I really think that the new themes for the architecture practice are all there: the capacity to intervene in mechanisms of individual variation, the care of new and temporary community spaces, the attempt to use the economic power of certain building processes to produce a symbolic added value that redeems them from their egotism.

But a new paradigm for interpretation of the emerging city is needed, one that can take the place of the one we have inherited from the sixties.

And this paradigm has to face the new dynamics of Variations and Differentiations and the question of uncertainty. 

One of the major problems that one faces when having to design the future of big urban areas in Europe, is the incredible amount of interlocutors (namely, families, small businesses, sectorial associations…) that today have the financial and juridical means to change the space making the planning process extremely complex, because less predictable. The quantity of solitary scattered objects that today surround all Europe’s main cities is also the result of the democratisation of the decisional process that has made it almost impossible to build certain previsions for the future of a vast urban area.

As we have seen, the dust cloud of massed free-standing buildings that now characterises the borders of the large cities of Europe have risen from an endless repetition of structures with a limited vocabulary of expression.

Yet, this it is not a phenomenon of homologation. This dust cloud is also the product of local societies that have seen a great increase in the number of parties capable of modifying the surrounding spaces, which they do in contravention of every rigid, abstract and indifferent regulations and in defiance of the elite market of "high profile" architecture. Such people, while agreeing to replicate few housing models, are fiercely protective of their individuality.

Penetrating the hybrid fabric of these new landscapes, we can recognise the traces of a society capable of introducing some powerful variation and difference mechanisms into their dominant repetitive and homogenising tendency.
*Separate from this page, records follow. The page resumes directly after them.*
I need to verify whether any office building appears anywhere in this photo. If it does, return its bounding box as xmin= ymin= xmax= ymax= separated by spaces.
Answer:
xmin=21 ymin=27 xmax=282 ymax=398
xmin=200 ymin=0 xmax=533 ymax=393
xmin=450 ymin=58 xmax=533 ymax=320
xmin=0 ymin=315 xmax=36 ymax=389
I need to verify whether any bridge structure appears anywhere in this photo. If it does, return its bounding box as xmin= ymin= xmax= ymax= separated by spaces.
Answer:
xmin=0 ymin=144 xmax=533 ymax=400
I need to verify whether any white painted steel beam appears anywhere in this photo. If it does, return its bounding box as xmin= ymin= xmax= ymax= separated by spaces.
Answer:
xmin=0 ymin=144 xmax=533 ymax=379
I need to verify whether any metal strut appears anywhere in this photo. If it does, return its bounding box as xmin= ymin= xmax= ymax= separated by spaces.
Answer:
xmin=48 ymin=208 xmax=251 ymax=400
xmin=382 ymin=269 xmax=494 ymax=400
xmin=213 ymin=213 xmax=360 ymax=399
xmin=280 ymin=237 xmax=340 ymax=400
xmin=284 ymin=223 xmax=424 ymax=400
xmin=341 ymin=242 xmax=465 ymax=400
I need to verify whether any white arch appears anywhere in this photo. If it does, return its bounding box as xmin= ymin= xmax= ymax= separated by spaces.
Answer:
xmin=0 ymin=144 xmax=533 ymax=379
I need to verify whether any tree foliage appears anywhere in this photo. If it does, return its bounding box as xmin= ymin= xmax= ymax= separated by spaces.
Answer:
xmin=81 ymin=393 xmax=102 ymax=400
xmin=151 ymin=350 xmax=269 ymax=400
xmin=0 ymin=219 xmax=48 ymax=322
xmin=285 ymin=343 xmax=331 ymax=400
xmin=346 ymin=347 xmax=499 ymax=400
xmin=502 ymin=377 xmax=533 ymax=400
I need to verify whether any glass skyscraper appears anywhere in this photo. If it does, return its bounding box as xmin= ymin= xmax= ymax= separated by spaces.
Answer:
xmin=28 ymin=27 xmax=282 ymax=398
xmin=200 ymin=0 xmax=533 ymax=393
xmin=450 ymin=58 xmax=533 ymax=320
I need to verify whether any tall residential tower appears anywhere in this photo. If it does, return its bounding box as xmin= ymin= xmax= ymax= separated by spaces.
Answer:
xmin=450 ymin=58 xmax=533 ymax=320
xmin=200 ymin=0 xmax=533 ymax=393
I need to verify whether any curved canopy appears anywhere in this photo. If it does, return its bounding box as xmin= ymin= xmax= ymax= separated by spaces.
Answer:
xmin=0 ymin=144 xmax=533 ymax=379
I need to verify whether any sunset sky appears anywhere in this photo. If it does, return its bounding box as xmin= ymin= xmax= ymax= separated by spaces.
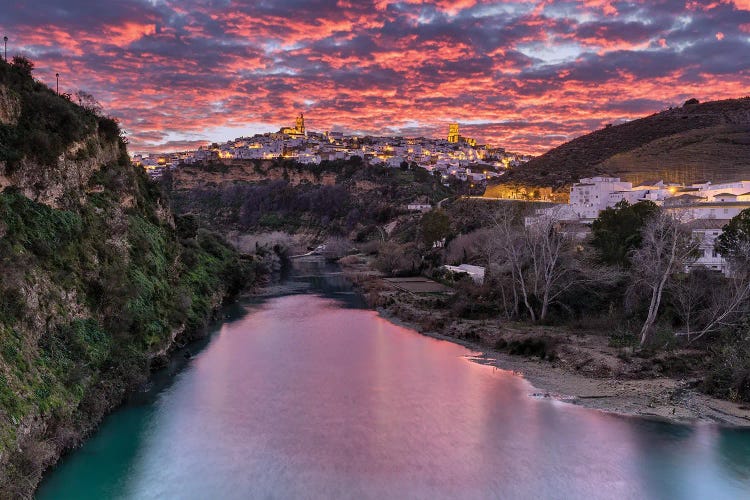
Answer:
xmin=0 ymin=0 xmax=750 ymax=154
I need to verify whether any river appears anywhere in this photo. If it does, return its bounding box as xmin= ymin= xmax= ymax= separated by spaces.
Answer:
xmin=37 ymin=263 xmax=750 ymax=500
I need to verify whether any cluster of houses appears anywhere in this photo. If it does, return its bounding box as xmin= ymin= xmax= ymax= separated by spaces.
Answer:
xmin=133 ymin=115 xmax=531 ymax=183
xmin=525 ymin=177 xmax=750 ymax=273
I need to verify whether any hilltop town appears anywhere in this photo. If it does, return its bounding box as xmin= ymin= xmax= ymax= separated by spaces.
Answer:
xmin=133 ymin=114 xmax=531 ymax=183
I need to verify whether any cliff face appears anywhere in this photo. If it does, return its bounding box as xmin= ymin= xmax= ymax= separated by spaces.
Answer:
xmin=0 ymin=132 xmax=120 ymax=208
xmin=0 ymin=56 xmax=254 ymax=498
xmin=172 ymin=160 xmax=336 ymax=189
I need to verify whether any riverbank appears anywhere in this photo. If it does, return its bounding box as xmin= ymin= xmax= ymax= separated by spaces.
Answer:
xmin=341 ymin=258 xmax=750 ymax=426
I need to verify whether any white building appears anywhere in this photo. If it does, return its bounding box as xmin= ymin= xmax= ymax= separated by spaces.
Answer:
xmin=569 ymin=177 xmax=633 ymax=221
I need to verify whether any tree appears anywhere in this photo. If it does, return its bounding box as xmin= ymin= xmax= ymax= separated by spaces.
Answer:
xmin=629 ymin=212 xmax=698 ymax=346
xmin=419 ymin=209 xmax=451 ymax=248
xmin=716 ymin=208 xmax=750 ymax=275
xmin=672 ymin=209 xmax=750 ymax=342
xmin=10 ymin=56 xmax=34 ymax=76
xmin=75 ymin=90 xmax=103 ymax=116
xmin=591 ymin=200 xmax=659 ymax=267
xmin=485 ymin=205 xmax=615 ymax=322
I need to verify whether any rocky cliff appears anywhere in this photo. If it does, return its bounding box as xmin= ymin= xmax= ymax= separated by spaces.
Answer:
xmin=0 ymin=56 xmax=256 ymax=498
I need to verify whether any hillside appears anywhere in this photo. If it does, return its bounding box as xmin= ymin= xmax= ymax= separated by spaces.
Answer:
xmin=502 ymin=97 xmax=750 ymax=190
xmin=0 ymin=60 xmax=259 ymax=498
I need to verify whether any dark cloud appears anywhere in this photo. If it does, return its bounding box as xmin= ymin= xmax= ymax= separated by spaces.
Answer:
xmin=0 ymin=0 xmax=750 ymax=152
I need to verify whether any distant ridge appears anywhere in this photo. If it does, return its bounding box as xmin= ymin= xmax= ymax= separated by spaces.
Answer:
xmin=502 ymin=97 xmax=750 ymax=190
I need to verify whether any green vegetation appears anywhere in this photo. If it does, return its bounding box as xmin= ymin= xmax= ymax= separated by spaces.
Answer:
xmin=170 ymin=157 xmax=451 ymax=237
xmin=0 ymin=55 xmax=264 ymax=498
xmin=591 ymin=201 xmax=659 ymax=266
xmin=0 ymin=57 xmax=120 ymax=173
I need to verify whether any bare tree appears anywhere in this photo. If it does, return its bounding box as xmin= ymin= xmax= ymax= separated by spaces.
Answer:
xmin=75 ymin=90 xmax=104 ymax=116
xmin=323 ymin=236 xmax=352 ymax=261
xmin=486 ymin=208 xmax=616 ymax=322
xmin=690 ymin=238 xmax=750 ymax=342
xmin=630 ymin=212 xmax=698 ymax=346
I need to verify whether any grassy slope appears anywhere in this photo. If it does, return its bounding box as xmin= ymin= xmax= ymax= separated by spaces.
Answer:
xmin=503 ymin=98 xmax=750 ymax=188
xmin=171 ymin=160 xmax=451 ymax=237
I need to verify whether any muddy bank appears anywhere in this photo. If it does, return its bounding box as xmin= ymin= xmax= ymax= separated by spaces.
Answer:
xmin=342 ymin=258 xmax=750 ymax=426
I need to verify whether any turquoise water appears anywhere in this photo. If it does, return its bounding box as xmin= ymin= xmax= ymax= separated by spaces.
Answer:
xmin=37 ymin=264 xmax=750 ymax=499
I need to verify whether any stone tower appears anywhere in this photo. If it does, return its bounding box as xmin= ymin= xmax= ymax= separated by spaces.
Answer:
xmin=448 ymin=123 xmax=459 ymax=142
xmin=294 ymin=113 xmax=305 ymax=135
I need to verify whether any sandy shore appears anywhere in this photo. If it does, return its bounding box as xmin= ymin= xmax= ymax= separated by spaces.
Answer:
xmin=378 ymin=309 xmax=750 ymax=427
xmin=343 ymin=262 xmax=750 ymax=427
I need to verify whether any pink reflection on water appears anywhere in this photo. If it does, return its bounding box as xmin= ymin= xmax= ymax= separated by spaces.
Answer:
xmin=119 ymin=295 xmax=748 ymax=498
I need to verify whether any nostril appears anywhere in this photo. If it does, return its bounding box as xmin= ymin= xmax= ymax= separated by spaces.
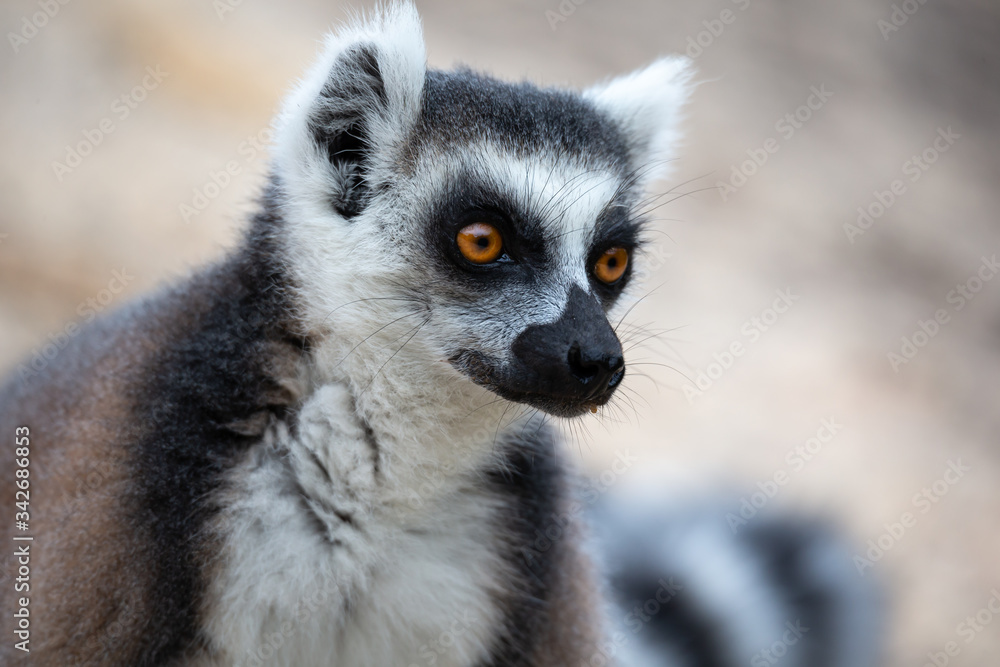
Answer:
xmin=608 ymin=354 xmax=625 ymax=374
xmin=569 ymin=345 xmax=601 ymax=383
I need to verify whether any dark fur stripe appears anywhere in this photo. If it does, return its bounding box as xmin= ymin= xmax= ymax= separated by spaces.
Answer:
xmin=122 ymin=184 xmax=303 ymax=665
xmin=480 ymin=429 xmax=575 ymax=667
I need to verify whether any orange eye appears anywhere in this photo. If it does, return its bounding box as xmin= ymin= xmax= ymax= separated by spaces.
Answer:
xmin=594 ymin=248 xmax=628 ymax=285
xmin=455 ymin=222 xmax=503 ymax=264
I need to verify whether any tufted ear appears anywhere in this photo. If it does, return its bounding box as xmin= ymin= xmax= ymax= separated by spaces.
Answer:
xmin=584 ymin=56 xmax=694 ymax=182
xmin=275 ymin=3 xmax=426 ymax=219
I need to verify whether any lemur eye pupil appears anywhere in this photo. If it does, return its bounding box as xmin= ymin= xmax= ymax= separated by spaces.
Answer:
xmin=594 ymin=248 xmax=628 ymax=285
xmin=455 ymin=222 xmax=503 ymax=264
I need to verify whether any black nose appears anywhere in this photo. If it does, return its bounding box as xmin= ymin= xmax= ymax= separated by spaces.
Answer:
xmin=510 ymin=285 xmax=625 ymax=405
xmin=567 ymin=341 xmax=625 ymax=389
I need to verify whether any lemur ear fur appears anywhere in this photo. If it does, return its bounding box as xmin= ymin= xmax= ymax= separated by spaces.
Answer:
xmin=276 ymin=3 xmax=426 ymax=220
xmin=583 ymin=56 xmax=694 ymax=182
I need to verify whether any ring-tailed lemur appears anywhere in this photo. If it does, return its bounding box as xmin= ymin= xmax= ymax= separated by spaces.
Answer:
xmin=0 ymin=4 xmax=880 ymax=667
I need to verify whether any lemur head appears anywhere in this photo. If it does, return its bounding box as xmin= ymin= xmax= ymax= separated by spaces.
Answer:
xmin=276 ymin=5 xmax=690 ymax=416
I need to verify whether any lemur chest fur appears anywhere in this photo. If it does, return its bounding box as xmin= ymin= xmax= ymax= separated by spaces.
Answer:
xmin=197 ymin=384 xmax=505 ymax=667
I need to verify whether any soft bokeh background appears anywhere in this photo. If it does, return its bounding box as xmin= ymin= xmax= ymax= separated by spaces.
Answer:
xmin=0 ymin=0 xmax=1000 ymax=666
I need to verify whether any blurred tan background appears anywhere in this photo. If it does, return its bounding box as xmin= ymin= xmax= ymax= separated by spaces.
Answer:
xmin=0 ymin=0 xmax=1000 ymax=666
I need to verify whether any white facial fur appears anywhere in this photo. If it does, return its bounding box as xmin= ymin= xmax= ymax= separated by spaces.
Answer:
xmin=276 ymin=5 xmax=690 ymax=438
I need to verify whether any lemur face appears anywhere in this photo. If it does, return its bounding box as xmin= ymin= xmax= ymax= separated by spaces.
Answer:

A society capable of using a "reduced" building vocabulary to represent, in surprisingly variegated forms, its roots in a specific place out of the many microcosmos that compose it.

From an architectural viewpoint, this means two effects:

first, it means that we must analyse this capacity to individualise a short list of standardised models; second, that this means that we have to erase a tradition of “urban projects” that try fix on paper the future of big territorial portions, thinking that it is possible to fully predict and control the development process. Projects that are founded on the illusory notion of the “context”, intended as a continuos and static spatial dimension. Projects that believe that to determine the development of a territory it is enough just to design all that is within the extremes of the field of observation.

Traditionally, we have been accustomed to thinking that for the creation of a project one must first undertake a thorough work of analysis. This leads to the fact that the architectural projects are often overloaded with enormous responsibilities, derived precisely from this vast analysis of the territory where the projects are to be located; superficial, extensive analyses are transposed into superficial, extensive designs, in which an excess of design (based on the perceived need to design all that which is considered “context”) produces, in the end, ambitious, overbearing hypotheses; in short, useless ones.

We have probably to start from the opposite idea; that it is not possible to anticipate nor predetermine totally the future order of the southern Europe contemporary cities; and that it is instead important to decide a few basic conditions, capable of igniting some evolution processes of the economic and cultural life of the city.

We must develop circumscribed solutions, projects of limited spatial extension, yet capable of generating successive and unpredictable transformation paths.

Autonomous devices which, as in a screenplay, are not related one to the other in a deductive way; we have to predict their single feedback and to establish -by using a kind of stereometric strategy - a better condition for the continuation of the process.